Complaint is made that the court erred in refusing to give other instructions requested by defendant. An examination, however, of the instructions given shows that the subject of these requested instructions was fully and properly covered by instructions elsewhere given.
As heretofore stated, the engineer was not on the engine at the time of the accident, having left the same, soon after leaving the yard office, in charge of the fireman. Upon examination he was asked the question: "Is there anything that you know of that he (the fireman) could have done that he didn't do?" Plaintiffs' objection to this question was sustained and the ruling is assigned as error. The answer called for the very question that the jury were to pass upon, and, if permitted, would have usurped the province of the jury. "The question whether on not the plaintiff had used proper care and caution in doing his preparatory work was one for the determination of the jury from all the evidence. It was not a question upon which the opinions of expert witnesses are allowable." ( Arnold v. California S. P. Cement Co., 161 Cal. 522, [ 119 P. 913]; Central of Georgia Ry. Co. v. Bagley, 121 Ga. 781, [49 S.E. 780].) Moreover, the accident occurred at a point upwards of a half mile from where the engineer left the locomotive, and aside from the fact that he could not know, save from hearsay, what precautions the fireman had taken to avert the accident, his answer must have been a mere conclusion.

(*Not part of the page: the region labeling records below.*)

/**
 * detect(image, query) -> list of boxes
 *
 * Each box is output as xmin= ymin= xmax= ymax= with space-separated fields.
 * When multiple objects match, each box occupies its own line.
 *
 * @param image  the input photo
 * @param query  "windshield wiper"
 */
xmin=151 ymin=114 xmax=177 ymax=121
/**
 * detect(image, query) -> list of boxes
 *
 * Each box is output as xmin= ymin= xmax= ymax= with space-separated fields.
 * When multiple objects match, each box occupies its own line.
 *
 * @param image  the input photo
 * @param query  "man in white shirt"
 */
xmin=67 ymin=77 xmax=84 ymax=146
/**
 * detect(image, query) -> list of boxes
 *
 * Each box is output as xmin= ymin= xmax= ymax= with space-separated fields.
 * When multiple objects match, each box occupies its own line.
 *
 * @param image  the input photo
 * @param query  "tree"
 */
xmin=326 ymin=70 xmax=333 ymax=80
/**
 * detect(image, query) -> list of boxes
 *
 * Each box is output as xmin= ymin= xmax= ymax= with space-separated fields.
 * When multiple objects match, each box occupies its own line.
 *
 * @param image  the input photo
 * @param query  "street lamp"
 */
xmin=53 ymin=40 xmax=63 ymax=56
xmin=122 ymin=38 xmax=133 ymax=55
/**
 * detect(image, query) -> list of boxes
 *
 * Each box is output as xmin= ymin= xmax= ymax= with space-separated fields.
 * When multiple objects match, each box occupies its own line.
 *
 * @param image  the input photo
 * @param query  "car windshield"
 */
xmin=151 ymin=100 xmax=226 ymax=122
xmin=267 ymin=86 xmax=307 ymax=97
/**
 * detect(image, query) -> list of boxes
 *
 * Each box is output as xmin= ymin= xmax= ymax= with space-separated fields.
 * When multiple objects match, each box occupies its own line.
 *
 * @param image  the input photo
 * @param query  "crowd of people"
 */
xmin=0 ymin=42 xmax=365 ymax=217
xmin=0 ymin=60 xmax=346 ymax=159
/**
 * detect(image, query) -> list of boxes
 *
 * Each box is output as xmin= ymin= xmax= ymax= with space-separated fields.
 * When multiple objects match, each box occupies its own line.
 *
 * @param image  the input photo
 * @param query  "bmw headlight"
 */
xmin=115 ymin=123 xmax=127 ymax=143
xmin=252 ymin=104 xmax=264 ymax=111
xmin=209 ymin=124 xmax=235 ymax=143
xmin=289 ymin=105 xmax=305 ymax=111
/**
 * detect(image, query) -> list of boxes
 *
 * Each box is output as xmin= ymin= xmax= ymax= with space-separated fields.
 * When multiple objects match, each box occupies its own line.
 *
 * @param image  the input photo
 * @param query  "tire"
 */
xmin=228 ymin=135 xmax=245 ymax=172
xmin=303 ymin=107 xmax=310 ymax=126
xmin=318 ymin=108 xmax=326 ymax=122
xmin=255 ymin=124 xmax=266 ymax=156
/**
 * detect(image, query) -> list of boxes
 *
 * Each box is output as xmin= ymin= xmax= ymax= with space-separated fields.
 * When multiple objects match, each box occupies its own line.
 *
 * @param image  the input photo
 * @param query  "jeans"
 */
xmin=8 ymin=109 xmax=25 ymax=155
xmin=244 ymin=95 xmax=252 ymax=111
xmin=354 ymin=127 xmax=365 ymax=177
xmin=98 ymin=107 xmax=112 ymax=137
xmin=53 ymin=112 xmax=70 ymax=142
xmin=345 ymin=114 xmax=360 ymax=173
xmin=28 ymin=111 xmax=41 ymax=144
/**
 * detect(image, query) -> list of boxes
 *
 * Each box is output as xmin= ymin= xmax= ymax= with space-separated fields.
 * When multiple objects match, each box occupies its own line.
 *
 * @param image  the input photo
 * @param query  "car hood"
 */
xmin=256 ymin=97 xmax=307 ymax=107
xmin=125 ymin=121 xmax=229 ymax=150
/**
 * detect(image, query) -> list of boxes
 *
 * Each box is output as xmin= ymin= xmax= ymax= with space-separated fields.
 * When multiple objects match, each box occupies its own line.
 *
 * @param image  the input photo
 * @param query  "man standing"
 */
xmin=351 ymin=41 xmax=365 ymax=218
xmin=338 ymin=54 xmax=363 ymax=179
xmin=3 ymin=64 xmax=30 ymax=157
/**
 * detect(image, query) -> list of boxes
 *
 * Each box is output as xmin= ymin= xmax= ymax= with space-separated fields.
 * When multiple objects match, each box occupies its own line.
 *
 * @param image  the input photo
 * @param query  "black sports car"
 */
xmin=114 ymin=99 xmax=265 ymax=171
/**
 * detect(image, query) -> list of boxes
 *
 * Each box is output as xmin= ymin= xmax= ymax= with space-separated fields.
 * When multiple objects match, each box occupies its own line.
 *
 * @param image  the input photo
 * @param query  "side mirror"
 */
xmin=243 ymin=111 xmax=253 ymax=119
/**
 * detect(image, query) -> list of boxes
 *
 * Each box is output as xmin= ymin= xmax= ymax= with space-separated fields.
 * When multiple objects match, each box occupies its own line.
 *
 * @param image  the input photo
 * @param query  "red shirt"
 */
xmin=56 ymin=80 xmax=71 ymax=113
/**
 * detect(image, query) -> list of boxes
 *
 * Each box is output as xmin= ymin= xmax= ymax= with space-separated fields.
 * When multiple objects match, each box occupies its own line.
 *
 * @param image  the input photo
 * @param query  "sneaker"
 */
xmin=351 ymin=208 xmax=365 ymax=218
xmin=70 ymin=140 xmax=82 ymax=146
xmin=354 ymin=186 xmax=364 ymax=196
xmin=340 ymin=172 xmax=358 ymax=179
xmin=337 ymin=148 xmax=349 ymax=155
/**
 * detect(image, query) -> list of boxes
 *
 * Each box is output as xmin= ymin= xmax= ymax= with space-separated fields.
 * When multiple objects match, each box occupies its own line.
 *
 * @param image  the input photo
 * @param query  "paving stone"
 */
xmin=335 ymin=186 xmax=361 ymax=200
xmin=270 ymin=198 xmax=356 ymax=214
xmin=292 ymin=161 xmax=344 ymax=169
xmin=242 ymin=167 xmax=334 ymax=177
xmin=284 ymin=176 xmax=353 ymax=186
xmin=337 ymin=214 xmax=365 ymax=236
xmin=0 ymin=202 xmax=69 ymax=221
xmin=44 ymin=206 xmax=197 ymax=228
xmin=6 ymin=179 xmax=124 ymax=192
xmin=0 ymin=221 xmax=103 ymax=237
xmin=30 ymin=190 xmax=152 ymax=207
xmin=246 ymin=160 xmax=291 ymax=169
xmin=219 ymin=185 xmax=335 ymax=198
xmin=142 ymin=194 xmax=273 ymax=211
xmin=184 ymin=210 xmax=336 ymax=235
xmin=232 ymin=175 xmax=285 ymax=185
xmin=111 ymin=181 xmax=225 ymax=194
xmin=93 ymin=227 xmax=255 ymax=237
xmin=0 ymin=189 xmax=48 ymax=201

Lastly, appellant contends that the court erred in permitting J. O. Eaton to exhibit to the jury his injured arm, since the fact of the injury alleged in the complaint had been admitted by the answer, and the effect of such exhibition was only to excite the sympathies of the jury. The contention is without merit. Conceding that plaintiff might have rested his case upon the admission made by defendant, prejudicial error cannot be predicated upon the fact that plaintiff was permitted to make proof of that which defendant had admitted. ( Curran v. Kennedy, 89 Cal. 98, [26 P. 641]; Brandt v. Krogh, 14 Cal.App. 39, [ 111 P. 275].)
In our opinion, the trials of the cases appear from the records to have been singularly free from error. The instructions given to the jury were full and fair, and three different juries upon substantially the same evidence came to the same conclusion.
The judgment entered and the order made denying defendant's motion for a new trial in each case is affirmed.
Allen, P. J., and James, J., concurred.
A petition to have the causes heard in the supreme court, after judgment in the district court of appeal, was denied by the supreme court on September 5, 1913.
Beatty, C. J., dissented from the order denying a rehearing in the supreme court.